Poultry farmers cry out as closure of hotels threaten their businesses
Outcries have risen from farmers in the poultry and fishery industries as they lament over the continued closure of hotels, drinking joints and other entertainment spots where their products are sold. They say the situation has taken a toll on their business.
They are calling on the Federal Government to revive the Growth Enhancement Support Scheme, an agricultural scheme that provided inputs for farmers up to the grassroots level at 50 per cent subsidised rate. The scheme was introduced by the former President Goodluck Jonathan.
They stated that unless something urgent was done about the food situation, hunger might be on the horizon.
The farmers hoped that hotels and other hospitality businesses would be reopened after about two weeks of easing the lockdown in the Federal Capital Territory, Lagos and Ogun states, leading to gradual opening of certain industries.
The President, Integrated Farmers Association of Nigeria, Mr Aduragbemi Akinlami, noted that the current Anchor Borrowers Programme was not as effective as the Growth Enhancement Support Scheme, which took a holistic view at agriculture up to the grassroots level.
He claimed the GES scheme was introduced across the 36 states of the country, and it took care of all categories of farmers in sectors such as crop and animal husbandry, fishery, piggery and poultry.
Akinlami said that was the only time farmers operating in all these sectors received some assistance from the government as it bore 50 per cent of all the inputs such as fertilizers, poultry feeds and fingerlings given to farmers.
He said, “Currently, many farmers are lamenting because their farm output is getting bad as the hotels, drinking joints and other hospitality businesses are not operating since the outbreak of coronavirus.
“Some of them have incurred losses. We are only hoping that with the gradual easing of the lockdown, which has allowed a section of the industries to open for business, it will soon get to the (turn off) hotels and others. We sell most of our products to the hotels and the drinking joints.
“This is the time that the government should pay critical attention to the agricultural sector, if indeed the country is serious in diversifying from oil to agriculture.”
He also said, “The Anchor Borrowers Programme is not as effective when compared to the Ministry of Agriculture’s Growth Enhancement Support Scheme under the former President Goodluck Jonathan. The GES scheme got to the farmers across value chains even at the grassroots level.

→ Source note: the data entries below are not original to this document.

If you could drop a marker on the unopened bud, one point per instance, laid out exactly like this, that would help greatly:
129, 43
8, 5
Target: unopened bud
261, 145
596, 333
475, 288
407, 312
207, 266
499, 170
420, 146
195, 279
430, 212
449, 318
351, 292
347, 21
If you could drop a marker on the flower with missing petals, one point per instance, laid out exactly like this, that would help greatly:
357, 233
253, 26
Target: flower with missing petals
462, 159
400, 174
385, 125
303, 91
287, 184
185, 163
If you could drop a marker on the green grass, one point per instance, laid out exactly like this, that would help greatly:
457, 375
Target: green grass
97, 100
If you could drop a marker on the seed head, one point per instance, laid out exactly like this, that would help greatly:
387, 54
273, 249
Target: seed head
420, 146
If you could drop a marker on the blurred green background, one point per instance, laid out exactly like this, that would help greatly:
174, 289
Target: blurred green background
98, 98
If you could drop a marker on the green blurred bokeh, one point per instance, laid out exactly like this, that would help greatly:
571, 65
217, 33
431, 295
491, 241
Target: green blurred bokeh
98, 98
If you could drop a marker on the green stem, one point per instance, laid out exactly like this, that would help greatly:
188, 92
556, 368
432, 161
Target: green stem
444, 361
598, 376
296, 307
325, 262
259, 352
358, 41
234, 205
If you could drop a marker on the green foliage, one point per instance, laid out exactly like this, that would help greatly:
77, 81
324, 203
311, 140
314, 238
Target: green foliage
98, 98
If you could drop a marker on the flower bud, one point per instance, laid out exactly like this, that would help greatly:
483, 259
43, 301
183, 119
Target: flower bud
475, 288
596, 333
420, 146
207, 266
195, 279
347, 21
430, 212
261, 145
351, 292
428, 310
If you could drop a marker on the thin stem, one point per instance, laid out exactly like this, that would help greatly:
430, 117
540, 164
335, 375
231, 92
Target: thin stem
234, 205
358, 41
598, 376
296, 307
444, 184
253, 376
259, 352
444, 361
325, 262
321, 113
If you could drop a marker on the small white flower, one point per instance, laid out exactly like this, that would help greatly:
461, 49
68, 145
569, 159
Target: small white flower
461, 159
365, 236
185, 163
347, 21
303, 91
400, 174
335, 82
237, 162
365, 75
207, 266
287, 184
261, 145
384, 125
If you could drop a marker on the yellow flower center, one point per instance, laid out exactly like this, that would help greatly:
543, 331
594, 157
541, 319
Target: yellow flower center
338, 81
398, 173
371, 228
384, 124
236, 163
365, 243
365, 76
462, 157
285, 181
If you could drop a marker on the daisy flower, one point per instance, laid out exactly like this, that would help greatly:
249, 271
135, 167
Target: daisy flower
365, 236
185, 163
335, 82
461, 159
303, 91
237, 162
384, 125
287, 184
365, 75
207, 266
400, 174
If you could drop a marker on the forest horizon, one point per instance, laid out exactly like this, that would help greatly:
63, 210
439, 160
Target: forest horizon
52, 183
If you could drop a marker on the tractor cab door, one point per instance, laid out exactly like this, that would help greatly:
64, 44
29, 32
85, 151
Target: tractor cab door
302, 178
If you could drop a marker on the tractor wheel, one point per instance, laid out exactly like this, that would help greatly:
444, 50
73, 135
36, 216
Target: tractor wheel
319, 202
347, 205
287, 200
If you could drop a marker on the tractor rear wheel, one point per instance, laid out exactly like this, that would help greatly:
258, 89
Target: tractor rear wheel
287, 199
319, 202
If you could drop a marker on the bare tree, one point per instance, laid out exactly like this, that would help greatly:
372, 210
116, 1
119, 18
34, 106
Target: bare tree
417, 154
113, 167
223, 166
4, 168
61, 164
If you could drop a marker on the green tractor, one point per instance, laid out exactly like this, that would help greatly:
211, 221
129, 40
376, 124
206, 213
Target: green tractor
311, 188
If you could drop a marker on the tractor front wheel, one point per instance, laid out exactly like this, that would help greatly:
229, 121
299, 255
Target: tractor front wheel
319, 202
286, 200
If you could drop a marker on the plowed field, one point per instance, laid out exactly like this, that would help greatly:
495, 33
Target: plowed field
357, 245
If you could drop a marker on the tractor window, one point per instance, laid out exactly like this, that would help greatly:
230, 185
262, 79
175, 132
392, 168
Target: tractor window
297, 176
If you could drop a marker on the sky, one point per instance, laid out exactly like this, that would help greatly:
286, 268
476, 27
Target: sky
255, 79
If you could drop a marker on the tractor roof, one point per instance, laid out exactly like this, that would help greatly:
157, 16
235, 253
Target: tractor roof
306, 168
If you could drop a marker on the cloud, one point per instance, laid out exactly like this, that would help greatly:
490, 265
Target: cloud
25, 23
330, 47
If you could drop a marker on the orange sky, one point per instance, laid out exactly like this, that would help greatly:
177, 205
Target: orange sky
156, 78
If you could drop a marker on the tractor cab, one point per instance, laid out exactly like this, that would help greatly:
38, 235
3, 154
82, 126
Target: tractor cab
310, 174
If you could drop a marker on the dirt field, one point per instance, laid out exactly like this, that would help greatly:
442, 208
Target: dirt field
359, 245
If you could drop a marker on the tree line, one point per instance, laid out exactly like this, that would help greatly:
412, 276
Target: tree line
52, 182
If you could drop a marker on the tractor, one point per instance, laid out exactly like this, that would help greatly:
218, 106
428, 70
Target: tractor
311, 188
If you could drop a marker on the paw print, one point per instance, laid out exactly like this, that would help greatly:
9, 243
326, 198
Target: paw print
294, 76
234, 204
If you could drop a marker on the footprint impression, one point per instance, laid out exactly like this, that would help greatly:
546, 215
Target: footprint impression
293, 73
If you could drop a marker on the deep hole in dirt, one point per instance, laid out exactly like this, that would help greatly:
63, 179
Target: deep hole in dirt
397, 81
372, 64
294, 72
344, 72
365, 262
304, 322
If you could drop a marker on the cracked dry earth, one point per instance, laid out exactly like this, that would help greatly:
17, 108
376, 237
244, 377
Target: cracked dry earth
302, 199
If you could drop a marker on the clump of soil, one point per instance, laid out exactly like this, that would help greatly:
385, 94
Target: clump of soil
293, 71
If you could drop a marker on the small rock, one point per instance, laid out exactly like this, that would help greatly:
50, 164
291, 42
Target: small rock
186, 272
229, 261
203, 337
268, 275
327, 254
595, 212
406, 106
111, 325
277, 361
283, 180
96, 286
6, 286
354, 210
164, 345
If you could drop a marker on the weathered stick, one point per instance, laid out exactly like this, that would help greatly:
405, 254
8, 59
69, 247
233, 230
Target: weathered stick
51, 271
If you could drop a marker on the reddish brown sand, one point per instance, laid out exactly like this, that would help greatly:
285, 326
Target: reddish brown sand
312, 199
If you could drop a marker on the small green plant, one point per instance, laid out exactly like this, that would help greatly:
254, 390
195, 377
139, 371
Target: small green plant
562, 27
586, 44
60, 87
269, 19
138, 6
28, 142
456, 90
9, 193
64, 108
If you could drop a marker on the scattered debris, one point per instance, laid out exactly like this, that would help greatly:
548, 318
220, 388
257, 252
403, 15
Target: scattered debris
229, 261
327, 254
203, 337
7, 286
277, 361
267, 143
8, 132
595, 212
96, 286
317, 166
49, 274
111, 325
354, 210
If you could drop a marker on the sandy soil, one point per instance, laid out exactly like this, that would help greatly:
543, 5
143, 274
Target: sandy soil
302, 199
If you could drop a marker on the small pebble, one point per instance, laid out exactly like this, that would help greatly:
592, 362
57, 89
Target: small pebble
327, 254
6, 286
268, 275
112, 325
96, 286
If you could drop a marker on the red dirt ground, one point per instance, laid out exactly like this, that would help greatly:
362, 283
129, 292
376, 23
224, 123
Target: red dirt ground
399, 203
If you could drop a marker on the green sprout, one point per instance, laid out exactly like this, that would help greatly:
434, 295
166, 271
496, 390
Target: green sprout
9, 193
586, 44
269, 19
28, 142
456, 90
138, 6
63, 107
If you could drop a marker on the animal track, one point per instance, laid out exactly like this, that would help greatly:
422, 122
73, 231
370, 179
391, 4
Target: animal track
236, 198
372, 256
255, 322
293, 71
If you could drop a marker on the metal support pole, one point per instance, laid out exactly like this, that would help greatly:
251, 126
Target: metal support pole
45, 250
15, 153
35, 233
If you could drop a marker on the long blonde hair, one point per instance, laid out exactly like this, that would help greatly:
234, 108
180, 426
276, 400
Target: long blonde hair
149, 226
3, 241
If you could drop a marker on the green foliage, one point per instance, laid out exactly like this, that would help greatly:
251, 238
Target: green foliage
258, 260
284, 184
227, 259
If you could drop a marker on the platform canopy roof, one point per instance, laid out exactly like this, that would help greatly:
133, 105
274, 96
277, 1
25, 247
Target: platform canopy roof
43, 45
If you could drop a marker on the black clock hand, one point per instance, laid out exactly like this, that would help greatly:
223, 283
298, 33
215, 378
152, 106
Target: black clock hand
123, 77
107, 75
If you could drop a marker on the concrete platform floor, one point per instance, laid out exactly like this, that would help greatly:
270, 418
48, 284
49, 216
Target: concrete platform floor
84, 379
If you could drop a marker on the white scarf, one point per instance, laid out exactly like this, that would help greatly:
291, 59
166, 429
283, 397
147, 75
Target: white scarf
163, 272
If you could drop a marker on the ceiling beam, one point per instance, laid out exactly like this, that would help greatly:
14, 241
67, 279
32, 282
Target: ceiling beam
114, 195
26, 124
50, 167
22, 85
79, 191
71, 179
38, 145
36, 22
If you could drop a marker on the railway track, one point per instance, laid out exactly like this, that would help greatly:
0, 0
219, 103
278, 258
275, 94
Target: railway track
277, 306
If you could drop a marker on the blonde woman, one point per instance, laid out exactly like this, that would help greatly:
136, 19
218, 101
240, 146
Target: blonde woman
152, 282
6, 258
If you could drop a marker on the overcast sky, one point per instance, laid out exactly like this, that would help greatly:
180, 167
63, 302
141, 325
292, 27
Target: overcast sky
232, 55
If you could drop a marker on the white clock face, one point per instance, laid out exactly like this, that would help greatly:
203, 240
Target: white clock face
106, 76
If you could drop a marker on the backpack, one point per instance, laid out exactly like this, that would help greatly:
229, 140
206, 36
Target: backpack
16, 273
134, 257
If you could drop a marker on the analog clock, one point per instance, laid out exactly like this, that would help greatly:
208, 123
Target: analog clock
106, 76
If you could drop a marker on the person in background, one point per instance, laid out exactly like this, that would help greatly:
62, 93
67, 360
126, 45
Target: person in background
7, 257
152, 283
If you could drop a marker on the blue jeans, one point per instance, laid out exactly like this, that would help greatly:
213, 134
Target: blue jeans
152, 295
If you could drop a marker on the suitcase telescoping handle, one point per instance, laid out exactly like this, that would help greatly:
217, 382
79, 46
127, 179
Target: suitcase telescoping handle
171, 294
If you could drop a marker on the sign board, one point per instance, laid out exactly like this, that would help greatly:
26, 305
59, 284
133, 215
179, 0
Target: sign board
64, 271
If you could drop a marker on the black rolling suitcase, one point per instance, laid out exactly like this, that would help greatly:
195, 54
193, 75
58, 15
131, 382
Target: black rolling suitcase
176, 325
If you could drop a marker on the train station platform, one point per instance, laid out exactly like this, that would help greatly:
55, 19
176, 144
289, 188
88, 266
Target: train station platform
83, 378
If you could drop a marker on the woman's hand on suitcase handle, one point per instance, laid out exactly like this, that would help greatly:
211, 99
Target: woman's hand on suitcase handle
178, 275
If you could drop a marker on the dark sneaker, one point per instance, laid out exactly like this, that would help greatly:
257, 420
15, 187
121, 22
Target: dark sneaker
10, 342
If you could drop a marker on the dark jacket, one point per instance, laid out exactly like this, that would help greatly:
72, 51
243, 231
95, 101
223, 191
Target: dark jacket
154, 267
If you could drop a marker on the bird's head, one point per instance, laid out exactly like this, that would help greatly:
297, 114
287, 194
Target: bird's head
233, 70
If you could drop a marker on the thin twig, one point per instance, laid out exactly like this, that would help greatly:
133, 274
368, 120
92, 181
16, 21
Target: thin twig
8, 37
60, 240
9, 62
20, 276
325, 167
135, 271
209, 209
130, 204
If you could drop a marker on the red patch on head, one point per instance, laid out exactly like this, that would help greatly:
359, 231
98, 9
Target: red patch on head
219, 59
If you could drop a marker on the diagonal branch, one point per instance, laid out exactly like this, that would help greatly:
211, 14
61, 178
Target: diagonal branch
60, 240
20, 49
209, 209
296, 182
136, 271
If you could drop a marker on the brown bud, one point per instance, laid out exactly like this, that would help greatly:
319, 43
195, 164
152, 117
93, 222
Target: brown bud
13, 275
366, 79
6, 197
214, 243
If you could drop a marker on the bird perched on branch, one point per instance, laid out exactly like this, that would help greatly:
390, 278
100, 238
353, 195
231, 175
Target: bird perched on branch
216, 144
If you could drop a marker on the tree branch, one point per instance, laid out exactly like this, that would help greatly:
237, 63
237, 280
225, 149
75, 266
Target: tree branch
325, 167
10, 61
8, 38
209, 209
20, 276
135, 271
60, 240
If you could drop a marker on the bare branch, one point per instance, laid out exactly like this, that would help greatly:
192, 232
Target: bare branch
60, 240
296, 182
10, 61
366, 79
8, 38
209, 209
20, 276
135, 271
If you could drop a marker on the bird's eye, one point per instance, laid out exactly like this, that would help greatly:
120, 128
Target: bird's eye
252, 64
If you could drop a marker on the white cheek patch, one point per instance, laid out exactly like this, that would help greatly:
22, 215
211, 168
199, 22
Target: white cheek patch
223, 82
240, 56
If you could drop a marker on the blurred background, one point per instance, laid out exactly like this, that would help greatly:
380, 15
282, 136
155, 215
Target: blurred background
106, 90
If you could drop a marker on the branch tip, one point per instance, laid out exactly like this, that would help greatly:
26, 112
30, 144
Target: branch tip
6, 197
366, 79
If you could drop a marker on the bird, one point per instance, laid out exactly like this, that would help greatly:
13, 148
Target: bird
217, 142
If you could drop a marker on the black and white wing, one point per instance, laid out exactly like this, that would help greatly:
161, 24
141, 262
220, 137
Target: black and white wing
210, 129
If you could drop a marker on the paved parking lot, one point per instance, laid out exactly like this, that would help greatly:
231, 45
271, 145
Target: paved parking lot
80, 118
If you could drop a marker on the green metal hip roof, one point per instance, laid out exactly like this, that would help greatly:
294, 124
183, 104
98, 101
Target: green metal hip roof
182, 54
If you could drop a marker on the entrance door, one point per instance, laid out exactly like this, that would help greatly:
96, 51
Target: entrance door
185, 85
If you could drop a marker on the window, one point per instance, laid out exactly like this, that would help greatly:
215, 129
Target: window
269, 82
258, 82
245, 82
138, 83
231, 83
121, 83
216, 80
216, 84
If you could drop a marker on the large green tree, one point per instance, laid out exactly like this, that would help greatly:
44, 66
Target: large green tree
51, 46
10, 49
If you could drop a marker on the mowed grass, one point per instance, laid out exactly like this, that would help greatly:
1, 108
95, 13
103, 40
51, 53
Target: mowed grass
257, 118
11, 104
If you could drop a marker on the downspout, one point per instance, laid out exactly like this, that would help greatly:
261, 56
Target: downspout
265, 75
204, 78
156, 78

“The outcomes of such schemes could be measured in the abundance of food and protein entrenched in the economy. Though the Anchor Borrowers Programme had some merits as some of my friends had benefited from it, it is not as results-oriented and measurable as the GES scheme. Government needs to revive it through the Ministry of Agriculture, which oversees it then.”
The Ogun State Coordinator of IFAN, Mr Ibrahim Salami, equally punctured the ABP, arguing that the mechanism was faulty as many farmers recorded losses in the programme and some had backed out.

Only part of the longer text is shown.